MANUELA
- Rocío Belén Paleari
- 7 oct 2018
- 3 Min. de lectura
Actualizado: 10 oct 2018
¿Qué pasaría si con un ritual pudieras clavarle las garras a la mujer de tus sueños?

El Oso volvió del mercado de pulgas con una lámpara nueva. Le puso un foquito y la colocó en la ventana. Apagó todas las luces del departamento, acercó una banqueta, corrió las cortinas, prendió la lámpara nueva y se sentó a esperar el ritual de los jueves a la noche.
Unos minutos más tarde la mujer calavera subía las persianas de su departamento y corría las cortinas. Se sacaba la ropa. Poco a poco. Lentamente. Dejaba caer su remera, su jean, se quedaba en ropa interior. Se paseaba por ahí. Sabía que El Oso, desde su departamento, la miraba con ternura. Se reía. Desde su ventana se reía de aquel hombre que la deseaba.
Ella se paraba desnuda frente a la ventana. Su desnudez era sagrada. Nadie la conocía. Sólo El Oso la veía desde el otro lado del vidrio. Su pelo largo y moreno recorría su espalda y sus tetas rebotaban cuando caminaba. Tenía una calavera tatuada en el tobillo. Ató su largo pelo en un rodete y recorrió la casa sin sentido.

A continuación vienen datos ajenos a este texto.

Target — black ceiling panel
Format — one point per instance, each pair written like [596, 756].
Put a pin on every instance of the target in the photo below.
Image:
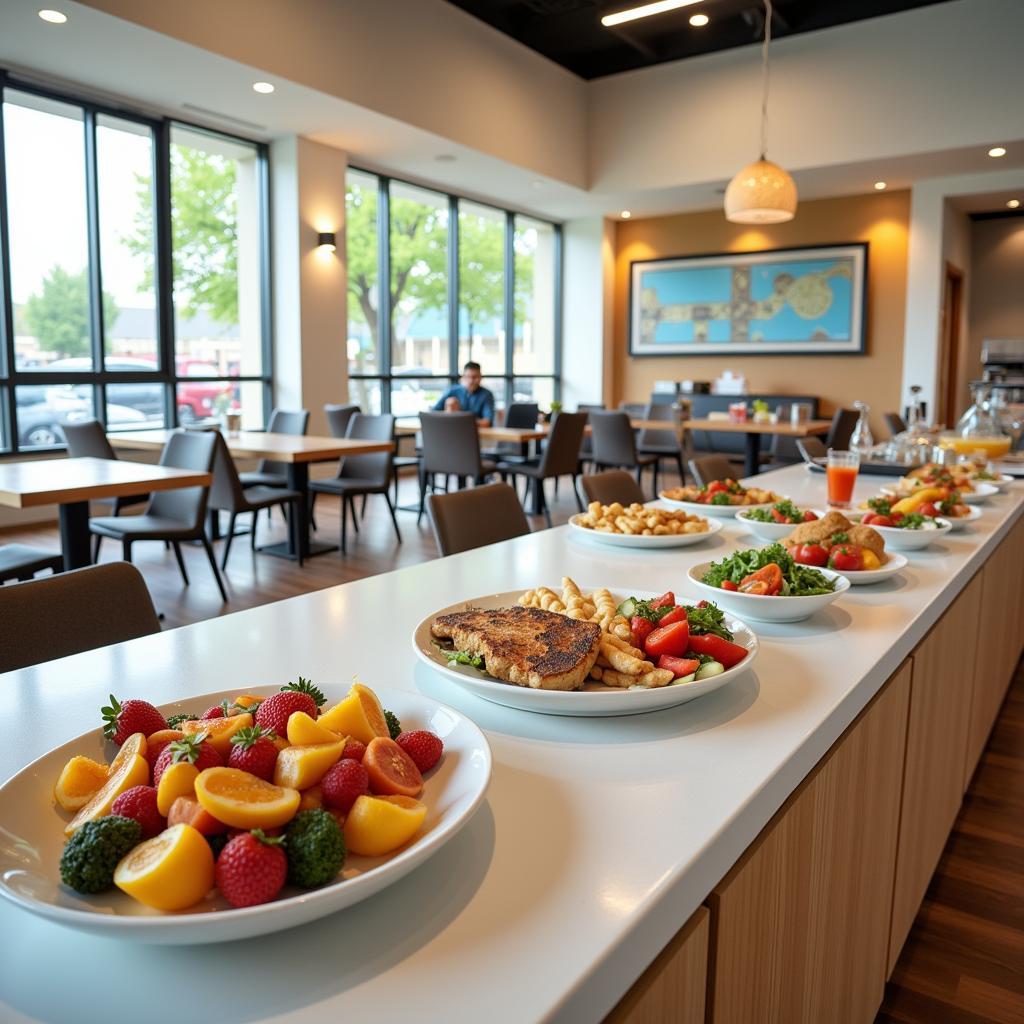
[569, 32]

Desnuda, siempre desnuda. A veces el pelo suelto. Otras el pelo recogido. Siempre sin ninguna prenda y sin ningún acompañante. Jamás la había visto tocarse aunque deseaba con toda su alma que ella lo hiciera.

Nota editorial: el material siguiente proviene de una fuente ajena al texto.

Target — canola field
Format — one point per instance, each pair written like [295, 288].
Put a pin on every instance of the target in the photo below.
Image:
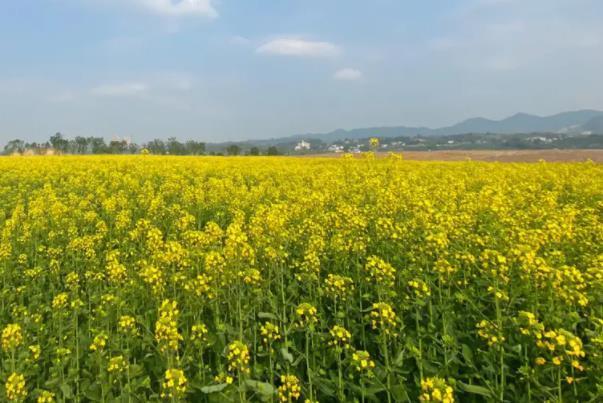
[143, 278]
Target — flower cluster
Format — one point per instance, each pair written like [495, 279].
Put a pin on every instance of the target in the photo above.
[290, 388]
[436, 390]
[166, 327]
[174, 384]
[383, 317]
[238, 357]
[12, 337]
[270, 333]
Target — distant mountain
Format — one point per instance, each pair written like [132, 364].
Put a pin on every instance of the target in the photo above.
[576, 122]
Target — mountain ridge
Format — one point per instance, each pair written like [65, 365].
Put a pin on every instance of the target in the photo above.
[582, 121]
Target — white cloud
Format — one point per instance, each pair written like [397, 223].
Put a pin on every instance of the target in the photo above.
[61, 97]
[299, 47]
[180, 8]
[347, 74]
[120, 90]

En algunas situaciones parecía que ella lo iba a hacer. Él, desde su ventana, le hacía señas, gestos. Le pedía que bailar, que se desnudara todavía con mayor lentitud. Le pedía que se tocara pero nunca pasaba. La realidad es que El Oso, a pesar de verla siempre como Dios la trajo al mundo, nunca había visto con claridad lo que la mujer tenía entre sus piernas. Se lo podía imaginar. Se lo hacía con frecuencia. Siempre que se sentaba en su banqueta a observarla se lo figura en su cabeza. ¿Cómo sería la vagina de la mujer calavera?
La había esperado muchas veces en la puerta del edificio donde ella vivía. Ella nunca aparecía. Todo lo que El Oso conocía de ese espectacular ser, lo conocía a la distancia. De ventana a ventana. La conocía desnuda, sí. Pero no sabía su nombre, su edad, a que se dedicaba, que le gustaba. Todo eso se lo inventaba.

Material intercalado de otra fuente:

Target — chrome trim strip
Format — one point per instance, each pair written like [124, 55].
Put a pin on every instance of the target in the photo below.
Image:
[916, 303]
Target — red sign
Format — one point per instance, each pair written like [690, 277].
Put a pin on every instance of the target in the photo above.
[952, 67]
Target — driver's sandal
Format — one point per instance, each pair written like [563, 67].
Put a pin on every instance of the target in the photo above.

Se imaginaba a él mismo dándole placer. Separándole las piernas. Acercando los labios de su boca a los labios de su vagina. Introduciendo su lengua en su sexo. Lograr que la chica calavera gimiera. Hacerla acabar. Una y otra vez.
Otras veces la imaginaba montada sobre su pija. Galopándolo. Sus tetas golpeándose. Su pelo, libre, moviéndose. Se imaginaba sintiendo el roce de los muslos de ella contra sus caderas.
Había llegado a imaginársela tragando su semen. Ella se arrodillaba. Él le agarraba la cabeza y ella, mirándolo a los ojos, abría su boca para que se la llenara de sus fluidos.
También se había imaginado eyaculándole los pechos y todo su liquido escurriéndosele por la piel. El Oso la quería poseer. Quería robarse a esa mujer que se hallaba más allá del otro lado del vidrio y embestirla. Quería llenarla de su piel, de su olor, de su semen y de su ser. Pero no, la mujer Calavera sólo se dejaba ver.
Una vez que El Oso acaba, cerraba las cortinas, prendía la luz y ponía a cenar frente al televisor. Al finalizar el ritual, su vida volvía a lo mismo. Bañarse e ir al trabajo, volver a casa, mirar tele, dormir. El fin de semana tal vez tomar unas cervezas con amigos, si tenía suerte, llevarse alguna chica a su departamento. Pero los jueves eran distintos; los jueves se convertía en El Oso para clavarle las garras a la mujer de sus sueños.